Professor Con noticed that there were interesting individual variations in calls about specific dangers. So although there was a distinct call for ‘coyote’, for instance, there were also varying elements around the call. He began to wonder if the calls might be doing more than specifying the threat as a coyote. Could they actually be describing the coyote?
Experiments
The Prof had four human volunteers walk through the prairie dog village in identical clothing except for the colour of their shirts: one wore blue, the next yellow, then green, and finally grey. Analysis of the rodents’ calls revealed they were indeed describing each individual human, and not just in terms of shirt colour:
“Essentially they were saying, ‘Here comes the tall human in the blue,’ versus, ‘Here comes the short human in the yellow,’” says Slobodchikoff.

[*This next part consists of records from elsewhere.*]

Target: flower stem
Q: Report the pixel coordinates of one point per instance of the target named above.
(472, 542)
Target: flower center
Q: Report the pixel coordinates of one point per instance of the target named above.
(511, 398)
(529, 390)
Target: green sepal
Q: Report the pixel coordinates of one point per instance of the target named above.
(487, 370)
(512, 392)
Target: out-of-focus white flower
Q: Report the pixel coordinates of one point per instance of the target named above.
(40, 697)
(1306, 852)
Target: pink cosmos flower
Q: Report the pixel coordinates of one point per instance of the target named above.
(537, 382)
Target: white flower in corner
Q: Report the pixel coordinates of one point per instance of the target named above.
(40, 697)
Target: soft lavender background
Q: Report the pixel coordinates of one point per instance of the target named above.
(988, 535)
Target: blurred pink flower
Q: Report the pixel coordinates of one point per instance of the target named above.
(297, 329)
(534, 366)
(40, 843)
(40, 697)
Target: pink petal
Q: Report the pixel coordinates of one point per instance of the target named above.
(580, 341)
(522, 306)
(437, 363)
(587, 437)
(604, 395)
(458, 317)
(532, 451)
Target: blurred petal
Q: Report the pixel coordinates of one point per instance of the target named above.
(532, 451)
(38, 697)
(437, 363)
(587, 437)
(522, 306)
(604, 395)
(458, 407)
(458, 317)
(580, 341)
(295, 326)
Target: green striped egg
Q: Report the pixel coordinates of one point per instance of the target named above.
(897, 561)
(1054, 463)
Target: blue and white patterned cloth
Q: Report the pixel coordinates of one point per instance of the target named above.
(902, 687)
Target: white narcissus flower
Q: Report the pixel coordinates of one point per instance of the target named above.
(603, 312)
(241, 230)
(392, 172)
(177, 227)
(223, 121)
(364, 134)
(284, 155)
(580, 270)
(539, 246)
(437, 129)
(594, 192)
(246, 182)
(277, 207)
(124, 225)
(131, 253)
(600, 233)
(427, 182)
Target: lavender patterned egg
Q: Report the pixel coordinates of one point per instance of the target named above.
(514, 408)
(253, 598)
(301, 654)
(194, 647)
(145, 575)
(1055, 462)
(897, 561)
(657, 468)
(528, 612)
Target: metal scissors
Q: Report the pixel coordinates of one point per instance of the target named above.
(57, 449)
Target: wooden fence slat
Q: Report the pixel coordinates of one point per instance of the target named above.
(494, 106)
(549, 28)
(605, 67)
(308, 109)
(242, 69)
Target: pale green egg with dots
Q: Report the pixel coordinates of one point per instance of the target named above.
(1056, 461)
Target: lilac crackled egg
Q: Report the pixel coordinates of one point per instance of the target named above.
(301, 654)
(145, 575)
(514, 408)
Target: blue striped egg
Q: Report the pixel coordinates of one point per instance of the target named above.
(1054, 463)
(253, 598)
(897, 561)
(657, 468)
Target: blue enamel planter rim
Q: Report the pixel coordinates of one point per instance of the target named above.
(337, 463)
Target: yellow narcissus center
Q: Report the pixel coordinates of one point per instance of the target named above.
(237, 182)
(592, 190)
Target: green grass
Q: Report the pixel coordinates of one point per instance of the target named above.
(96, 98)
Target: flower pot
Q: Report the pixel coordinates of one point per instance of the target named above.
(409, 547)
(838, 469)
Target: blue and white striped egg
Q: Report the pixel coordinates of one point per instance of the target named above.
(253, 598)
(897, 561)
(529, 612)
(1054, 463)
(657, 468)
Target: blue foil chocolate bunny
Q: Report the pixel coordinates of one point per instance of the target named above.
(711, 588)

The prairie dogs’ linguistic ability turns out to be astonishing. When the team placed a picture of a large black oval near the village, the animals created an entirely new alarm call for it. The team took the picture away, and later brought it back. The little rodents all voiced exactly the same alarm call in response to it. It appears the components of the new call are describing the size, shape and colour of the oval in ‘words’ already part of their rich vocabulary. If that is not language, I’d like to know what is.
Dialects
Prairie dog villages in different locations have their own dialects. The Professor says that the animals he has studied for so long in Gunnison AZ are unlikely to understand Mexican prairie dogs, and vice versa. But then, it’s pretty unlikely they will ever need to!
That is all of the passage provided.